Sponsored Post How a love for animals and a vet degree spawned a career as a Prince William County Police officer
This is the fourth of six stories in our series that will examine the unique assignments within the Prince William County Police Department.
When Assistant Chief Dawn Harman was growing up in Prince William County, she imagined a very different career path. Harman majored in veterinary science in college and was once with the Animal Control Unit of the Prince William County Police Department. Now Harman’s days are filled with duties that help keep the Prince William County Police Department a well-oiled machine.
All in a Day
Harman’s day may start with a series of meetings or just a clearing of ongoing matters on the desk in her office. She may also be called to Roll Call to speak on issues affecting the department.
Currently, this means fielding concerns about the heightened dangers of police work.
“People never call us when they are having their best day,” explained Harman. “The only difference between a cop and someone else is they [the perpetrators] have made a bad decision or had something bad happen to them.”
Harman wants those that are considering law enforcement as a career to know that public perception is hyped by media.
“People have always been fascinated with law enforcement,” she said, noting that officers are scrutinized every day by people with cell phone cameras, written about on blogs, and featured on social media. It is important to keep a sense of balance, remembering that the people they serve are no different than they are.
Up in the Ranks
From hiring to patrol to promotion, there is a sense of dedication, thoroughness, and fraternity, Harman said. While some also call the career a passion or a calling, Harman noted, “I think this is like any other job. You need skills.” Academy for new recruits is held in January and July. Harman said that through that process you can see who has skills and who will make the cut.
Also needed is the ability to take on opportunity. There are always job openings in different units, leading to some great opportunities. Harman knows this firsthand. Starting as an animal control officer, she moved up through different positions and ranks while juggling family and career, working in crime prevention and as Western District Commander while with the department.
Meeting the challenges of the job can definitely mean promotion. Others pay attention to rank, and Harman can remember considering it a big deal. Promotions are completely elective and based on consideration of skills as well.
“We try to balance everything the best we can,” Harman said about the promotion process, noting that they work with several different evaluation styles adjusting for issues, such as test anxiety.
When asked about rank, Harman called sergeant the toughest. The sergeant is no longer just ‘one of the troops,’ and a friendly detachment becomes necessary.
“It’s not the same relationship. You have to hold people accountable now,” she said. “You have to be straight forward. Some people aren’t comfortable with it.”

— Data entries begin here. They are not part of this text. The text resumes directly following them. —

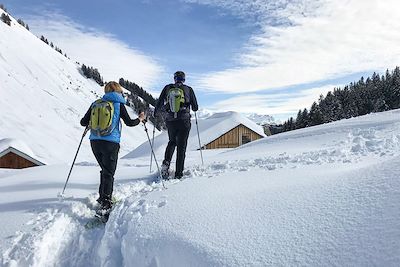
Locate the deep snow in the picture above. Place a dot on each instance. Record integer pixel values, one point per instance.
(320, 196)
(44, 96)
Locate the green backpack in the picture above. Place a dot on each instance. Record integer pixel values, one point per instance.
(176, 99)
(101, 117)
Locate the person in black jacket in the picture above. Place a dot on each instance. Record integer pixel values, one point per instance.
(106, 148)
(178, 124)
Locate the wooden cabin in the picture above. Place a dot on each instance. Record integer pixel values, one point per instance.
(238, 136)
(12, 158)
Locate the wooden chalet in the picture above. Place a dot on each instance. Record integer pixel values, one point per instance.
(237, 136)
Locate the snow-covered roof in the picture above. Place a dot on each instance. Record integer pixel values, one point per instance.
(18, 147)
(210, 129)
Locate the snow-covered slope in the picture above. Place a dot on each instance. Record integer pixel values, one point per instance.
(320, 196)
(43, 97)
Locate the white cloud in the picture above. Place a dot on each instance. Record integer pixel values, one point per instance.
(113, 58)
(273, 104)
(307, 41)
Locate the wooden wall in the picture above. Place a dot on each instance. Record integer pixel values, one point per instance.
(13, 161)
(234, 138)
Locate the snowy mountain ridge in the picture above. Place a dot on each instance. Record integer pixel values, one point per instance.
(44, 96)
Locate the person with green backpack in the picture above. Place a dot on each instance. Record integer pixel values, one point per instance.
(103, 120)
(176, 100)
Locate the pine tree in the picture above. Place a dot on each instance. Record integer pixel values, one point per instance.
(315, 115)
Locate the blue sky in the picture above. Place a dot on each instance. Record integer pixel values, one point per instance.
(269, 57)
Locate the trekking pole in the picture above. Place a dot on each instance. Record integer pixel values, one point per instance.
(152, 151)
(73, 162)
(152, 142)
(198, 134)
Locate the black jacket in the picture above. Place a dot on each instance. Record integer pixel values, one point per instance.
(190, 101)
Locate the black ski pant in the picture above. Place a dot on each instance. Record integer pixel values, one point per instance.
(178, 133)
(106, 154)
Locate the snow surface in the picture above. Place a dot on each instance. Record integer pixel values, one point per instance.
(210, 129)
(320, 196)
(44, 96)
(17, 144)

There are sacrifices, too. Officers work set shifts, but family events and holidays may be missed because there’s a need in the department. Many people forgo certain positions or promotions because of the demands of both family and career. Harman shared that, while she has a great support system, she chose not to work in Criminal Investigations so she was not on call in the evenings.
“Challenges had to coincide with where I was with my family at the time,” she said.
Communication was big on Harman’s list of skills for which the department seeks. Good listening skills and the ability to ask constructive questions are important. The goal is to serve the community well. A successful encounter with the public includes the feeling that everyone is treated as a human being.
“You absolutely have to be an effective communicator, or you’re part of the problem,” she said.
Harman pointed out that some people want to be in Law Enforcement for power. “We
don’t want that.”
In the Community
Harman said that the people of Prince William County are very supportive of their police department, some even bringing food to officers earlier in the year after a fatal shooting of an officer.
“It’s a little morale boost,” she said.
This positive relationship may be directly related to the professional attitude that is widespread through the Prince William County Police Department, including by Harman, who has found the career to be very rewarding.
“I’d encourage people to go into the profession.”